Espaço Universidade A bruxa e o mago (artigo de José Antunes de Sousa, 112)
Sempre se soube do hábito de certa gente do futebol - muitos mais do que se possa pensar - entregarem, de olhos em alvo, generosas quantias nas mãos de bruxos e bruxas, crentes que estão que há certos meios, obscuros e eficazes, de manipular e condicionar os resultados dos jogos.
Porquê? - perguntar-se-á. Aqui vai uma resposta - múltipla, como múltiplos são os motivos que levam tanta gente a recorrer a estes serviços:
Desde logo e acima de tudo, a este tipo de práticas subjaz a universal crença no radical desvalimento do ser humano: impotente e incapaz de assumir o poder ontológico que, pela sua divina condição, lhe é inerente, lança mão de qualquer expediente que acredite possa minorar-lhe as dores e alisar-lhe o pedregoso caminho que o destino parece ter-lhe reservado. O recurso ao arsenal do mundo esotérico é correlativo da concepção da vida como “vale de lágrimas “ - tudo o que possa ajudar a enxugá-las, ou dar disso uma convincente esperança, e afanosamente procurado e, sem regatear, generosamente pago.

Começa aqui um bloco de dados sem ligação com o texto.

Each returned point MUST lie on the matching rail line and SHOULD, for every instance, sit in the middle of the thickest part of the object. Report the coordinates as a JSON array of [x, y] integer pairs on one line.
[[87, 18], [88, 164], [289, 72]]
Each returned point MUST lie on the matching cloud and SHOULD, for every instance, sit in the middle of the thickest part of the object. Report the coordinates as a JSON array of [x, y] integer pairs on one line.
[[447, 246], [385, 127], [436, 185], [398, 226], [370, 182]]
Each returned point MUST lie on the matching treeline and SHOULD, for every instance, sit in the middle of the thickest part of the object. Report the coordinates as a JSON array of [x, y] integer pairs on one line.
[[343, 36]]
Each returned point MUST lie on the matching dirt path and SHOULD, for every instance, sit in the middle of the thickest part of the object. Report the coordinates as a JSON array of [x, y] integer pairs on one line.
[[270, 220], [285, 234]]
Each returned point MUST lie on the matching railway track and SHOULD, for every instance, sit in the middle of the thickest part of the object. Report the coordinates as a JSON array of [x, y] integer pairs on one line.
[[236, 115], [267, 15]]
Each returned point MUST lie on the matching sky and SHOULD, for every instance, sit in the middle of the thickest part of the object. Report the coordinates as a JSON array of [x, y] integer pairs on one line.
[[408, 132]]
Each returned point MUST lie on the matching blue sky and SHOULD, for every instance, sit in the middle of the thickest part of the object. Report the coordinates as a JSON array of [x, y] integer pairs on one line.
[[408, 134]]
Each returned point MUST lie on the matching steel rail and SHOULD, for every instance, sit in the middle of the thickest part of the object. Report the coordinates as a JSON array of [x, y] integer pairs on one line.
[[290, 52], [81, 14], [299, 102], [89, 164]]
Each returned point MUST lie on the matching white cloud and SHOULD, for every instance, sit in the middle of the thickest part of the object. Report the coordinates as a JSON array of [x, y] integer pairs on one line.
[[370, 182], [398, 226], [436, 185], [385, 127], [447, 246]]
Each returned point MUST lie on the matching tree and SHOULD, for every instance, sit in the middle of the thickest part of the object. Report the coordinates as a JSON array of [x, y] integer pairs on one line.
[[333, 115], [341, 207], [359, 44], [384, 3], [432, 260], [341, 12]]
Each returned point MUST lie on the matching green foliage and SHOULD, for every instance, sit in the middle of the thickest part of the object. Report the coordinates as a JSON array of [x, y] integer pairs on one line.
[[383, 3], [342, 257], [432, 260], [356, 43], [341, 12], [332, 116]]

Depois, no que concerne ao futebol, dois factos decisivos contribuem para a generalização de práticas esotéricas: o seu constitutivo carácter aleatório e a gigantesca e compensadora indústria em que se tornou. São tão volumosos e irresistíveis os interesses que tão teratológica indústria comporta que, em seu redor, toda uma multidão de seguidores de Maquiavel se acotovela em rija disputa do osso.
Vem isto a propósito de notícias, nunca desmentidas, de que responsáveis do FCP teriam integrado no seu quadro de funcionários a denominada “bruxa de Matosinhos “, contemplada com principesco salário mensal, muito acima do tecto correntemente praticado.

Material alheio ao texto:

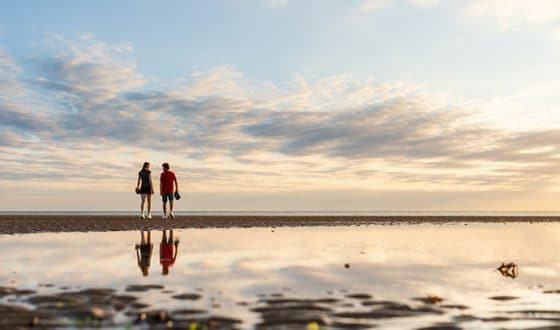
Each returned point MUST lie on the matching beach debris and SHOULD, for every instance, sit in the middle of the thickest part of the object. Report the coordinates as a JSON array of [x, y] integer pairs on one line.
[[551, 292], [508, 270], [313, 326], [187, 296], [429, 299], [504, 298], [143, 288], [359, 296]]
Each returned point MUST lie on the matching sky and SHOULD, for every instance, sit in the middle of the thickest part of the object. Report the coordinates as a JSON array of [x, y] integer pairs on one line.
[[282, 104]]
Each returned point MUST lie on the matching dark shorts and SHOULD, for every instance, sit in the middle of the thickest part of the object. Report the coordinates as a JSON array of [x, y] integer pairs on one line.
[[166, 197]]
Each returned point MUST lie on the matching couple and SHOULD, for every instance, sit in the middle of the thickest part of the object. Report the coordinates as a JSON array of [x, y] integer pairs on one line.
[[168, 189]]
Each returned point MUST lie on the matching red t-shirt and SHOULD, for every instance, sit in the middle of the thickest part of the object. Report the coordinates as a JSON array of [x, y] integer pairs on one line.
[[166, 180]]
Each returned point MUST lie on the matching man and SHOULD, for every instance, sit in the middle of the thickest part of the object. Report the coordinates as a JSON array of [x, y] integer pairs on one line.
[[167, 186]]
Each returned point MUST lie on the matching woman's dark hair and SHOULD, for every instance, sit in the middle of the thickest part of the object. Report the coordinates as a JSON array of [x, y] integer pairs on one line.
[[144, 166]]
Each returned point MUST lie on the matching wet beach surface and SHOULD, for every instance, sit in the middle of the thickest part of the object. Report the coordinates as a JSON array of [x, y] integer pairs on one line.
[[454, 276], [29, 223]]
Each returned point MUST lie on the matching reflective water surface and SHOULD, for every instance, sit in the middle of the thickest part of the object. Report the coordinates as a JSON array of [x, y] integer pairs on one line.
[[475, 276]]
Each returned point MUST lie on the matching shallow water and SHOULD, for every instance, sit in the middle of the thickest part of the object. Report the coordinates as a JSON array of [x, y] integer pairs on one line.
[[266, 276]]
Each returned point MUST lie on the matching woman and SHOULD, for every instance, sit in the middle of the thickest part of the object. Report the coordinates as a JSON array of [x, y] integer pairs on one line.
[[145, 188]]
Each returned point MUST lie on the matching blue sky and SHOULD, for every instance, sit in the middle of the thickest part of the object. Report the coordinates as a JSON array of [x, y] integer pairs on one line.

Primeira e única dedução: se tanto se dispõem a pagar, com recurso ao mágico “saco azul”, é porque são considerados amplamente vantajosos os serviços por tão misteriosa personagem prestados. Melhor: porque como tal são projectados e percepcionados.
Com efeito, nada acontece neste nosso mundo tridimensional sem que seja antes imaginado e crido - absolutamente nada!
E, sobre estes modernos alquimistas de vão de escada, nada mais adequado e lapidar do que o sapientíssimo dito de nossos vizinhos: “brujas? no me lo creo, pero que las hay, las hay”.
Sim: ninguém admite ir ou ter ido à bruxa, mas barcos, a abarrotar de gente de todos os estratos sociais, atravessavam o Tejo diariamente fazendo filas que evocavam os tempos pós-guerra da senha do racionamento, fazendo filas à porta do “Joãozinho de Alcochete”. E o”bruxo de Fafe”nem no pico da pandemia registou qualquer quebra na procura.
Como afirmou Paracelso: “ não importa se é verdadeiro ou falso aquilo em que se crê, mas sim o facto de se acreditar”: a fé é a catapulta da criação!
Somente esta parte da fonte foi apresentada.